Black is concerned that hate crimes laws could make it punishable to express biblical views on homosexuality, another challenge for those who minister. Dealing with the same-sex issue, he believes, takes training and understanding, but churches can be equipped. He sees three levels of the homosexual struggler: the person wholeheartedly seeking the truth, the struggler who has become hardened and no longer seeks the truth, and the struggler deceived into thinking he or she can act out within a Christian gay identity. In addition, you have the person who knows it is wrong, but is close to just giving up. All must be approached with a clear-cut biblical response to the sin in their lives.
The compassion of commonality
Some approach homosexuality as today’s leprosy or, perhaps as tax collectors in Jesus time. If so, shouldn’t we approach it as Jesus did the lepers and tax collectors? He associated with them. As Scripture tells us, “God does not show favoritism” (Acts 10:34).
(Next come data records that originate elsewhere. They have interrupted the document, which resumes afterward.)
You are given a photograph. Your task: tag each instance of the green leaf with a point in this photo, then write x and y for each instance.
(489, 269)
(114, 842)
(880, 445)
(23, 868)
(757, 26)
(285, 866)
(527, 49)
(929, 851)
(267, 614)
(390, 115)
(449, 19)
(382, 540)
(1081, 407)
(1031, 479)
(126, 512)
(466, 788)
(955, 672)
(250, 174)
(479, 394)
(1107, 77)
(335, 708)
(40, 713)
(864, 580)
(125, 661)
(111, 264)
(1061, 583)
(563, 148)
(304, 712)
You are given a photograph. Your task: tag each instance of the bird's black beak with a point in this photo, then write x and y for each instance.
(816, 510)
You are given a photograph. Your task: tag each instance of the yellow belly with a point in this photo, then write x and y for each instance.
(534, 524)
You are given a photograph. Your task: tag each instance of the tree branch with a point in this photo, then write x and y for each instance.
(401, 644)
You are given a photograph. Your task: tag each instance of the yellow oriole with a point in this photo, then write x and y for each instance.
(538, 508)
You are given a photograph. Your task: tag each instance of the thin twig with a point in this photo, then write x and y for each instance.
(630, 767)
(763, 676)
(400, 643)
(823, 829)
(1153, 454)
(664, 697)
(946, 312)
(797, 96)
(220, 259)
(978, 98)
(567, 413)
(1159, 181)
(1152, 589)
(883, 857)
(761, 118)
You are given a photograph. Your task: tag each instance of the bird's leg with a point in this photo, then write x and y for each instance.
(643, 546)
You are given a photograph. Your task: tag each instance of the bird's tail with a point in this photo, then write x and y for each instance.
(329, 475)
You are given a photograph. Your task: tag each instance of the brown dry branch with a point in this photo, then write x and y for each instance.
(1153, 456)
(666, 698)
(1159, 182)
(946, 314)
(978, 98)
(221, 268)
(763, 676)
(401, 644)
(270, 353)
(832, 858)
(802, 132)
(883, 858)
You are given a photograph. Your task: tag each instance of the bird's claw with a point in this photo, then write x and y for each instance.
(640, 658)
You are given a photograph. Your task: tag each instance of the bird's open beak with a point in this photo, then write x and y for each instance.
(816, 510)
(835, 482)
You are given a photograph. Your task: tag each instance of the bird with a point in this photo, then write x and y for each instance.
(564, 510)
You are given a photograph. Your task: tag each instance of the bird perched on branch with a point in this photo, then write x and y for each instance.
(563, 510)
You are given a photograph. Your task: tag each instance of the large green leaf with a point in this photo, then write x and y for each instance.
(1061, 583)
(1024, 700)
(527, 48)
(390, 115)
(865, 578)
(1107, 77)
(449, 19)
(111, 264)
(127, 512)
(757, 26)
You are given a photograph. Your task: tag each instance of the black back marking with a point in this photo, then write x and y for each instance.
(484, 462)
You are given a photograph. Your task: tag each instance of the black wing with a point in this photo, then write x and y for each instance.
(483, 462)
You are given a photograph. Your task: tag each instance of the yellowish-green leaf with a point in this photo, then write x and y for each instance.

Jesus treated the tax collector and the leper in exactly the same way as he did others, with grace.
“If we don’t approach the issue of homosexuality with long-suffering and patience to help people through their sin, we set ourselves up for self-righteousness, which is also a sin,” said Black. “We need to bear each other’s burdens. As Christians, we should be very careful of placing limits on that.”
While willful and repetitive sin can rightfully lead to church discipline and removal, Black thinks churches should be slow to act in disciplining, exercising patience and offering support.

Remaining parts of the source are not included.